Data-driven optimization of pixelated CdZnTe spectrometers for uranium enrichment assay

TL;DR

This work targets uranium NDA with pixelated CZT detectors by integrating a data-driven spectroscopic optimization framework (spectre-ml) with the GEM-based uranium enrichment code (pyGEM). It uses voxel-level performance grouping via non-negative matrix factorization and clustering, with enrichment relative uncertainty as the optimization objective. Across six H3D M400 detectors, the approach yields a mean ~20% reduction in U-235 enrichment relative uncertainty for 30-minute measurements, translating into significant time savings without compromising accuracy. The modular API enables plugging in other end-user analyses and suggests extensions to Pu spectroscopy, strengthening practical safeguards capabilities.

Abstract

In recent work [Vavrek et al. (2025)], we developed the performance optimization framework spectre-ml for gamma spectrometers with variable performance across many readout channels.

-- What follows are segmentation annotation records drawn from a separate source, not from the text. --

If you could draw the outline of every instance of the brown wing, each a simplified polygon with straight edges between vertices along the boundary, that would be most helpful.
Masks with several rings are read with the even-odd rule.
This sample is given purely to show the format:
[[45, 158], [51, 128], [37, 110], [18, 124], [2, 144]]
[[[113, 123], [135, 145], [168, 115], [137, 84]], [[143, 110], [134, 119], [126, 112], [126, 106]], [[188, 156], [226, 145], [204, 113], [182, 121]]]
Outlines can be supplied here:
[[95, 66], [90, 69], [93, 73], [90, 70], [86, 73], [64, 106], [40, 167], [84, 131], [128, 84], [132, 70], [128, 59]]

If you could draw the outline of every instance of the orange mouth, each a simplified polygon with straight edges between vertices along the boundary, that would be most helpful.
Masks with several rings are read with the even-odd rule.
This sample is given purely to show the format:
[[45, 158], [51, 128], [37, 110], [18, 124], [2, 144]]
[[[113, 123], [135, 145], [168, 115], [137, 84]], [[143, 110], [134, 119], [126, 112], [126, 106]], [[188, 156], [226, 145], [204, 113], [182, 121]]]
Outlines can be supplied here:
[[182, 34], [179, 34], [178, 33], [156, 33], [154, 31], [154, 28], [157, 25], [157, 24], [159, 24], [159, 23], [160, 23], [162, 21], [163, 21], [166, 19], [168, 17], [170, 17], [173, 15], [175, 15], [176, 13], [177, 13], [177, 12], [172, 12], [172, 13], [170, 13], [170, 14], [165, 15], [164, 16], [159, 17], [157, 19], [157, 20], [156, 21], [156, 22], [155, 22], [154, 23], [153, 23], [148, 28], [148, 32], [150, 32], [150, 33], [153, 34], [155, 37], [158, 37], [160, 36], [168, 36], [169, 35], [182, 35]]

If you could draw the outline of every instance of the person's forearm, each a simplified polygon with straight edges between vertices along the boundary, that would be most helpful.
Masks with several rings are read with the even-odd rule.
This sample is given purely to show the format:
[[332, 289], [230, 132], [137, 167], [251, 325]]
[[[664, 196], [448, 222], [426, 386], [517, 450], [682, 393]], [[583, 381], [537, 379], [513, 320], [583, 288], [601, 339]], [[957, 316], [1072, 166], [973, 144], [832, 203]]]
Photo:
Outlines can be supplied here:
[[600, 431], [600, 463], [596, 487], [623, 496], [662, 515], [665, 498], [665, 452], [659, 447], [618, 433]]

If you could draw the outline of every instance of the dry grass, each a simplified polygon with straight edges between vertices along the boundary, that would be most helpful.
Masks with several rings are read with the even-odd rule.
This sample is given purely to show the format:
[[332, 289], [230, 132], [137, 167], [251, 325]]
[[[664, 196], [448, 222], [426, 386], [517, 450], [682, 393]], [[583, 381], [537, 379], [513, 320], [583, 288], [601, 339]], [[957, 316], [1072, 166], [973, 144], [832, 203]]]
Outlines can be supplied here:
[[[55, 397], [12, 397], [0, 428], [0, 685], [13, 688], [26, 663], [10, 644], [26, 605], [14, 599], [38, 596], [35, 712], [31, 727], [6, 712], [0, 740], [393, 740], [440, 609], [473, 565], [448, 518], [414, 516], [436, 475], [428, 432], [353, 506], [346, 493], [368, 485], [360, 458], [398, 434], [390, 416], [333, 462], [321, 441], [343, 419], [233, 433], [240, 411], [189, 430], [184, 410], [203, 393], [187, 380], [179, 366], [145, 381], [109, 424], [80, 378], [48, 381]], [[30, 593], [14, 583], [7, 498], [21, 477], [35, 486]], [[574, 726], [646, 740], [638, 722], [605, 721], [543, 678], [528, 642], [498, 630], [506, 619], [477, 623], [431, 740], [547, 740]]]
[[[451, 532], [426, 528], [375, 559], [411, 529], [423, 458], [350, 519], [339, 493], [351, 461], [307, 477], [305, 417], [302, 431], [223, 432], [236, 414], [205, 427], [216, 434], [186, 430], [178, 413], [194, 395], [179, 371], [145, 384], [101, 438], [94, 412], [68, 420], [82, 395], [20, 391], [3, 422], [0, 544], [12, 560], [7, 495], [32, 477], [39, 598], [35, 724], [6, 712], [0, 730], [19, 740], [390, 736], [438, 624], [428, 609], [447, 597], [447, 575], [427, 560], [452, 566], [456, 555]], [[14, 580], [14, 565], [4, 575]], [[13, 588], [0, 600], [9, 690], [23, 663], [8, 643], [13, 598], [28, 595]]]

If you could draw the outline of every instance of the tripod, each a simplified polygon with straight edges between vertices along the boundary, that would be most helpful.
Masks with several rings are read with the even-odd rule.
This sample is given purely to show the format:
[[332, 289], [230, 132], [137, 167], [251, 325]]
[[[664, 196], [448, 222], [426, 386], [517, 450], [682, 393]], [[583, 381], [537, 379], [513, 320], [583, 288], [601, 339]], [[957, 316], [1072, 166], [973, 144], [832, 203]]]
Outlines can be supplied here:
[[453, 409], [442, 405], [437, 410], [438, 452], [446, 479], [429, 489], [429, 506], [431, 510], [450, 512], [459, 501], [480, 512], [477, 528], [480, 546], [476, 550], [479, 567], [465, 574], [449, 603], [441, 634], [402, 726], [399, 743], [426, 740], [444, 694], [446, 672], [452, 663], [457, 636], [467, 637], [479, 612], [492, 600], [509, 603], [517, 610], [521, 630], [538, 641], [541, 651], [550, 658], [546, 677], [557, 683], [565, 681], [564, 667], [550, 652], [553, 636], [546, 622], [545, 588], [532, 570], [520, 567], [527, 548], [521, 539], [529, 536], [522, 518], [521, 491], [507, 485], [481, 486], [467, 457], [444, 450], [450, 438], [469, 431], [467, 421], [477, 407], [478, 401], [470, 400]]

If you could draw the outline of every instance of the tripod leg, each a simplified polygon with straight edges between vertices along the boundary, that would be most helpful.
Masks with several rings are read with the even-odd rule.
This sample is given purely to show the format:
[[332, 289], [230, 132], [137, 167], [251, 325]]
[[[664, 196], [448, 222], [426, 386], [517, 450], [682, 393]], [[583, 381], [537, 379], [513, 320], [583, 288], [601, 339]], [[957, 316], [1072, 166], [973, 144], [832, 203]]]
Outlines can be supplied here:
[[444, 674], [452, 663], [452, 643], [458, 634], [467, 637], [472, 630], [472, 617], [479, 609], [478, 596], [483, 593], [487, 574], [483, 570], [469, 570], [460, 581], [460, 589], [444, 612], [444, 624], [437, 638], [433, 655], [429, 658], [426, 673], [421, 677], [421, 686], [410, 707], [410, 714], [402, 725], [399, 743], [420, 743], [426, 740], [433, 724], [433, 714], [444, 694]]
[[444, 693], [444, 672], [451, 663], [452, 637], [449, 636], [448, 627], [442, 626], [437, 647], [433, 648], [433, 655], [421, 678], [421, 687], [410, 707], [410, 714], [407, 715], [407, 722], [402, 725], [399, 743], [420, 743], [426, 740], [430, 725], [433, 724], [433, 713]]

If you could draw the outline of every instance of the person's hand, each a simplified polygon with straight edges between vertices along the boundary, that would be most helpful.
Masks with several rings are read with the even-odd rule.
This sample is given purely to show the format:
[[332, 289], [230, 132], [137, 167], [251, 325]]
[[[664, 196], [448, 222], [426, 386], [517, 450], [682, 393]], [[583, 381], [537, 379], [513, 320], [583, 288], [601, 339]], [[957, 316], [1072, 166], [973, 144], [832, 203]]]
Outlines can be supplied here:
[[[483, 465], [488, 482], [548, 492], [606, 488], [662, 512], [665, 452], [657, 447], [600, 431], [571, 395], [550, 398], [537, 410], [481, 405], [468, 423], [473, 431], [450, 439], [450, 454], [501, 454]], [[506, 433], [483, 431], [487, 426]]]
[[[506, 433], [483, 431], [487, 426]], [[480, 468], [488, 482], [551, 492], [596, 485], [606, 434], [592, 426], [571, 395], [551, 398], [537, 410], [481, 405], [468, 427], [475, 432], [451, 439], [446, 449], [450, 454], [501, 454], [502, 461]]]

The framework uses non-negative matrix factorization (NMF) and clustering to learn groups of similarly-performing channels and sweep through various learned channel combinations to optimize the performance tradeoff of including worse-performing channels for better total efficiency. In this work, we integrate the pyGEM uranium enrichment assay code with our spectre-ml framework, and show that the U-235 enrichment relative uncertainty can be directly used as an optimization target. We find that this optimization reduces relative uncertainties after a 30-minute measurement by an average of 20%, as tested on six different H3D M400 CdZnTe spectrometers, which can significantly improve uranium non-destructive assay measurement times in nuclear safeguards contexts. Additionally, this work demonstrates that the spectre-ml optimization framework can accommodate arbitrary end-user spectroscopic analysis code and performance metrics, enabling future optimizations for complex Pu spectra.

Figures (6)

• Figure 1: Uranium gamma spectra as a function of depth in the PNNL M400 detector. Top: heatmap of all depth spectra. The white dotted lines indicate the depth bin selections used in the bottom panel. Bottom: bulk spectrum and spectra at three depth bin selections, each normalized to their intensity at $186$ keV (black dotted line) to better show their shapes. Depth bins near the anode degrade in resolution and can exhibit gain drifts, while depth bins near the cathode have increased backgrounds.
• Figure 2: Overview of the spectre-ml + pyGEM pipeline, adapted from Fig. 2 of Ref. vavrek2025data.
• Figure 3: Uranium enrichment relative uncertainty optimization example with the PNNL M400 detector. Top left: best cluster labels. Top right: best cluster mask. Center left: top $5$ spectra ranked by enrichment relative uncertainty. Center right: best spectrum from each class of clustering algorithm. Bottom left: pyGEM fit to the bulk spectrum. Bottom right: pyGEM fit to the best spectrum.
• Figure 4: Best cluster mask from each detector optimization.
• Figure 5: Trends in pyGEM analysis metrics vs dwell time $t$, using the optimum long-dwell-computed mask from the INL (top row), SNL (middle row), and LANL (bottom row) detectors. Left column: U-235 enrichment (wt%). The optimized (orange) points are slightly offset along the $x$-axis from their corresponding bulk (blue) points for visual clarity. The gray band shows the SRM 969 certification of $1.9420 \pm 0.0014$ wt% srm969. Right column: U-235 relative uncertainty (%).